A third limit arises out of the technical limits on throughput above: an artificial limit on the amount of processing/storage that can be used by transactions in a block comes in the form of the block gas limit. I assume one of the reasons why this is in place is to avoid hitting either of the two technical limits. This makes it easier and cheaper to run a node. In that situation, the technical limits on throughput rise proportionally with the number of shards and the block gas limit could be raised that way, too. In practice, it may not be desirable to increase the block gas limit directly proportionally to the technical throughput of the network: I assume it is desirable for any node to be able to verify that the Ethereum network is operating as designed (i.e., to detect cheaters); as such, a node could randomly check shards' correct operation. The chance of detecting cheaters decreases with the number of shards. If you require dedicating a node to testing a single shard -- in order to keep up with the transactions -- then you can use the birthday paradox to your advantage to maintain a sub-linear growth in number of verification nodes (relative to total number of shards) to detect cheaters with reasonably high probability.
Conclusion
Both latency and throughput bottlenecks exist in Ethereum and there are solutions being worked on to work around both of them. The current Ethereum bottlenecks are artificial (ice age and block gas limit) but are useful to enable relatively inexpensive Ethereum nodes to exist and provide a more level playing field for users of the Ethereum network.
Best Answer
Ethereum blocks are limited by the block gas limit (currently around 4.7 million gas). Each transaction specifies how much gas it's willing to spend. A block can only fit as much as the block gas limit, so if someone specifies a transaction of 4.7 million gas, a miner cannot fit any more transactions in that block.

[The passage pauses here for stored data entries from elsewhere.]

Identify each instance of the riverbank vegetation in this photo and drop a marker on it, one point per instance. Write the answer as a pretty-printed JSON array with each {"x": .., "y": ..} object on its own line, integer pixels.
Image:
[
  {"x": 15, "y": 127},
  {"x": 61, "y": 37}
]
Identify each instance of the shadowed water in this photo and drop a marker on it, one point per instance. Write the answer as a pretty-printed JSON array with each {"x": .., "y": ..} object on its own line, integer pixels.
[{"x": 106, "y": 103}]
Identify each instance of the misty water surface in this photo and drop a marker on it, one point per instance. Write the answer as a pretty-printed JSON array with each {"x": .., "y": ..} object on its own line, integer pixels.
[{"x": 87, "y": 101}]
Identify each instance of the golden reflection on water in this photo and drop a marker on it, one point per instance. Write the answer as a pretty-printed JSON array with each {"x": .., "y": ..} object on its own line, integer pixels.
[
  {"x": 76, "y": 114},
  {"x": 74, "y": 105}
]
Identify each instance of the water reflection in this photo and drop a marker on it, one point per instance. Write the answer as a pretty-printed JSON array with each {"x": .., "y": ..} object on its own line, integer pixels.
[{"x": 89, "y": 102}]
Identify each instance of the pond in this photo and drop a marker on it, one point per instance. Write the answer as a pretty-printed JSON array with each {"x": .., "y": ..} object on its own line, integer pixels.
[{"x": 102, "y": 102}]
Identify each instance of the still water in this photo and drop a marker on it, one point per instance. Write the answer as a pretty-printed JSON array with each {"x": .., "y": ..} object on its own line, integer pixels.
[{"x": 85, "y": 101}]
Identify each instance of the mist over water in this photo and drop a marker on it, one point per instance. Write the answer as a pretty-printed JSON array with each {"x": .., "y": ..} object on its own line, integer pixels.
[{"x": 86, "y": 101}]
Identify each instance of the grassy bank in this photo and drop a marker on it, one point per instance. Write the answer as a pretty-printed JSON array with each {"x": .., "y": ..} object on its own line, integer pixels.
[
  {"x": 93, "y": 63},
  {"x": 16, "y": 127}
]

So you can see some differences against Bitcoin. Another important one, is dynamic behavior that every time a block is mined, the miner of that block can nudge the block gas limit (BGL) either higher or lower (from the previous block gas limit), by a factor of 1/1024. For example if the current BGL is 1024, the miner of the next block can set the BGL to be as low as 1023, as high as 1025, or somewhere in between.

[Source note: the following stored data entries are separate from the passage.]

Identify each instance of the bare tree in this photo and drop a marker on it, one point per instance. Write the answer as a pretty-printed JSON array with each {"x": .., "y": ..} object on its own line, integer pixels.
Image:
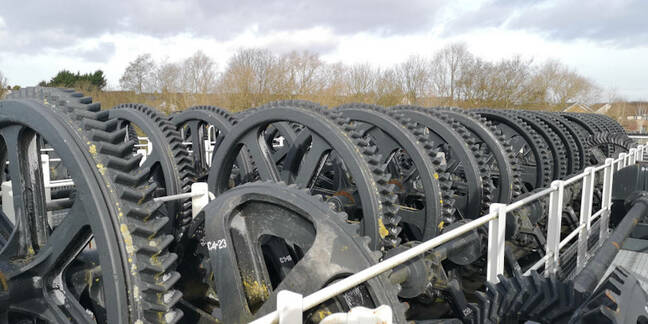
[
  {"x": 335, "y": 84},
  {"x": 168, "y": 77},
  {"x": 447, "y": 67},
  {"x": 389, "y": 88},
  {"x": 561, "y": 85},
  {"x": 361, "y": 81},
  {"x": 199, "y": 74},
  {"x": 139, "y": 75},
  {"x": 415, "y": 77},
  {"x": 305, "y": 75},
  {"x": 249, "y": 78},
  {"x": 4, "y": 86}
]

Other scalability challenges:
One idea for dealing with the scalability of storage is EIP 103: Blockchain rent
Another scalability challenge that Ethereum shares with Bitcoin and all other blockchains, is that currently all (full) nodes must process every transaction. For this, some proposals are EIP 105: Binary sharding, the Mauve Paper, and Notes on Scalable Blockchain Protocols.
Above is about on-chain scalability. A complimentary approach to scalability is to do things off-the-blockchain while being able to still use the blockchain when necessary. Examples:
off-chain computations, such as TrueBit (slides).
off-chain state networks, such as Raiden.
For more current discussions, see the live research and EIP channels. And keep an eye on the Ethereum Improvement Proposals.